Oil and acrylic paint

Sabine Street Studios
Studio 147
(713) 582-1336
Thetototheory@gmail.com

Why the elephant?

Generally: The artist uses an alter ego – Toto the Elephant – to remove himself from the narrative. Removal of oneself allows for more vulnerability, more objectivity, more room for the artist’s subjects to speak on their own.

Specifically: Elephants captured as babies for entertainment are tied with ropes and chains to prevent them from escaping. As they grow larger and are able to physically break free, they do not attempt to escape; they have become accustomed to their captivity, mentally tied though no longer physically tied. They were programmed from birth to believe they could not escape—to believe they were confined to a life within certain limits. The artist uses the elephant as a means to express himself without limits, to inhabit the work beyond his own physical body’s constraints. And like an elephant, the work of the artist is large-scale, difficult to ignore. The medium is oil or acrylic, the compositions figurative, the colors bright and expressive.

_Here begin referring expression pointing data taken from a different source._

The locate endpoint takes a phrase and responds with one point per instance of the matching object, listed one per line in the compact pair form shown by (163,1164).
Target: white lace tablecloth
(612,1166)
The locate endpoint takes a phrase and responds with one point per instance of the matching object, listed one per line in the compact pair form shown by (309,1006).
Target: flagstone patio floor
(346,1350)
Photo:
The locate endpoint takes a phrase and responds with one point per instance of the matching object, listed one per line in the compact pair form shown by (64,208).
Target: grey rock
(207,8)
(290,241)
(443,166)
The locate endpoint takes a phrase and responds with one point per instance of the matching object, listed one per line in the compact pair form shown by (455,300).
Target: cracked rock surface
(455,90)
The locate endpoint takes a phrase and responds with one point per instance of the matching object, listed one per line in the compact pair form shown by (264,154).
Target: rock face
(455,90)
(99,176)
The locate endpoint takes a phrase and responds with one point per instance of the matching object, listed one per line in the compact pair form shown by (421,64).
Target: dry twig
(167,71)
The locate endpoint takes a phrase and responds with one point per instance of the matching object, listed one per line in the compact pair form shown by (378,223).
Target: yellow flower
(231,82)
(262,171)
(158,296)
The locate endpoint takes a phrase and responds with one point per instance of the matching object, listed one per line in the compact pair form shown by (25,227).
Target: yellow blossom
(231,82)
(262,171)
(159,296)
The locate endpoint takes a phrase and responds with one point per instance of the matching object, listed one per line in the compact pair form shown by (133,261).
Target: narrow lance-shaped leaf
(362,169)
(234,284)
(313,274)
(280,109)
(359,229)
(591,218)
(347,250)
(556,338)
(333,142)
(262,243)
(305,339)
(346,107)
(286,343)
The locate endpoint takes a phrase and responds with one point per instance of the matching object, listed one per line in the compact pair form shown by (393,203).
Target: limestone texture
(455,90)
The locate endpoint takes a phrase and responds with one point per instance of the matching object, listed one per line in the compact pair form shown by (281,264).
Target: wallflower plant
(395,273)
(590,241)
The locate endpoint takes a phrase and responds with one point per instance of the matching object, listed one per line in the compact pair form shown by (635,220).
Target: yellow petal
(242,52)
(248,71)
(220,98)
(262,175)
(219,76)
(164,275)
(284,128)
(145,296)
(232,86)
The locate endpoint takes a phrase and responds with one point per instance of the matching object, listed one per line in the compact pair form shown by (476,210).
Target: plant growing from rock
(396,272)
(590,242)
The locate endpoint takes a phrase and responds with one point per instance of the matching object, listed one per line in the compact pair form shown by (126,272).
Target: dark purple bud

As a Cuban-Guatemalan artist in a white-dominated space, the artist focuses on stories of people of color. The artist lets each person’s story lead the artistic process in the same way the story of the elephant leads his artistic process. Other times, the artist will rework stories originally meant for a white audience, re-directing the narrative towards and about people of color. He enjoys going into Latino communities to paint murals or into schools to run workshops and art education, and to help provide art supplies where they are needed. The baby elephants were forever negatively affected by their environments, and so the artist hopes to have the opposite effect on his community: contributing something positive to their environment that will affect them forever, for the better.

A brief note from the artist to you: “I like the sense of community and empowerment that comes with art. People don’t have to fully understand what the piece is about to feel connected to it. This could be in the simplest form of just liking the colors.”